"Gdy nasi pracownicy pojechali zabezpieczyć to rodzeństwo, to okazało się, że chłopca nie ma w domu, bo mama 'pożyczyła' go swojej przyjaciółce, żeby pocieszyć ją po stracie dziecka" – ten wpis kampanii "Rodzina jest dla dzieci" mocno nami wstrząsnął. Postanowiłyśmy nagłośnić sprawę rodzeństwa, które czeka na adopcję. Takich dzieci jest znacznie więcej.
Reklama.
Reklama.
Od kilku miesięcy 3,5-letnia Lila i 1,5 roczny Franek mieszkają w jednym z łódzkich domów dziecka. W dniu przyjęcia do placówki byli bardzo zaniedbani, ale szybko nawiązali relacje z innymi dziećmi. Widać u nich pewne zaległości rozwojowe, np. nie znali słowa "Łódź" czy niektórych kolorów.
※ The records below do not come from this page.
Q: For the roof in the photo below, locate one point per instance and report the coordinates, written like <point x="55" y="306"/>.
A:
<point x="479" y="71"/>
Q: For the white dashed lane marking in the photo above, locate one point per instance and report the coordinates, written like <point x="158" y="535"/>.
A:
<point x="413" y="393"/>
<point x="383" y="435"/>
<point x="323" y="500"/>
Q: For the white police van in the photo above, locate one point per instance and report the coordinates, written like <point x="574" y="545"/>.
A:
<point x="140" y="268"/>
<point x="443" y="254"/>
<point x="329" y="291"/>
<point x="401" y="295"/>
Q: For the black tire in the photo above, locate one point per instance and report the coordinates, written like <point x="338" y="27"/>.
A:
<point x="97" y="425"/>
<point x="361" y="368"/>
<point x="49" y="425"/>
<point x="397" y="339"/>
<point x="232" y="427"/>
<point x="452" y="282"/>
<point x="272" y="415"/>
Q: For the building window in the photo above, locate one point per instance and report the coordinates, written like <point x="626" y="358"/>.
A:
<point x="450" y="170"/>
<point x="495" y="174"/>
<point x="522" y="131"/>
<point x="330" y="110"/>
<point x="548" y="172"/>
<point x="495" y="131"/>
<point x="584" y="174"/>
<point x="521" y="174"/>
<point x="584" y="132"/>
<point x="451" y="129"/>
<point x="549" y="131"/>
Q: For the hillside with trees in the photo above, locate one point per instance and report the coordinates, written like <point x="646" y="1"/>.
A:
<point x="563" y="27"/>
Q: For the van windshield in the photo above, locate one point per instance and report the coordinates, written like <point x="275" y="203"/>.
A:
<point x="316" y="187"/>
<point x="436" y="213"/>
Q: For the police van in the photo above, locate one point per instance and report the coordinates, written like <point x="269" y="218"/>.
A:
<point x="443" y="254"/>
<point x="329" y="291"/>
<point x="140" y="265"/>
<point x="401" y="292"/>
Oboje potrzebują mądrych i ciepłych rodziców, którzy będą w stanie się nimi zająć.
Matka regularnie zostawiała dzieci
Początkowo mama odwiedzała dzieci w placówce i dopytywała o ich zdrowie oraz samopoczucie. Szybko jednak okazało się, że kobieta wcale nie interesuje się dziećmi. Wyszło na jaw, że bardzo często podrzucała maluchy do swoich koleżanek, aby mieć czas dla siebie. Gdy osoby z pieczy zastępczej przyszły zabezpieczyć rodzeństwo, okazało się, że chłopca nie ma w domu. Matka "pożyczyła" go swojej przyjaciółce.
– To bardzo częste zachowanie u osób, które same pochodzą z domu dziecka lub rodzin dysfunkcyjnych. Matki deklarują, że będą odwiedzały dzieci, po czym przestają się nimi interesować – mówi Karolina Tatarzyńska działająca na rzecz kampanii "Rodzina jest dla dzieci".
Okazało się, że matka Lili i Franka odmówiła współpracy z asystentem rodziny i prawdopodobnie wyjechała z Polski. Dlatego dzieci mogą zamieszkać w dowolnym regionie kraju. O ojcu niewiele wiadomo, ale dom dziecka wnioskuje o pozbawienie obojga rodziców praw rodzicielskich. Sąd zwrócił się z prośbą o wskazanie rodziny zastępczej.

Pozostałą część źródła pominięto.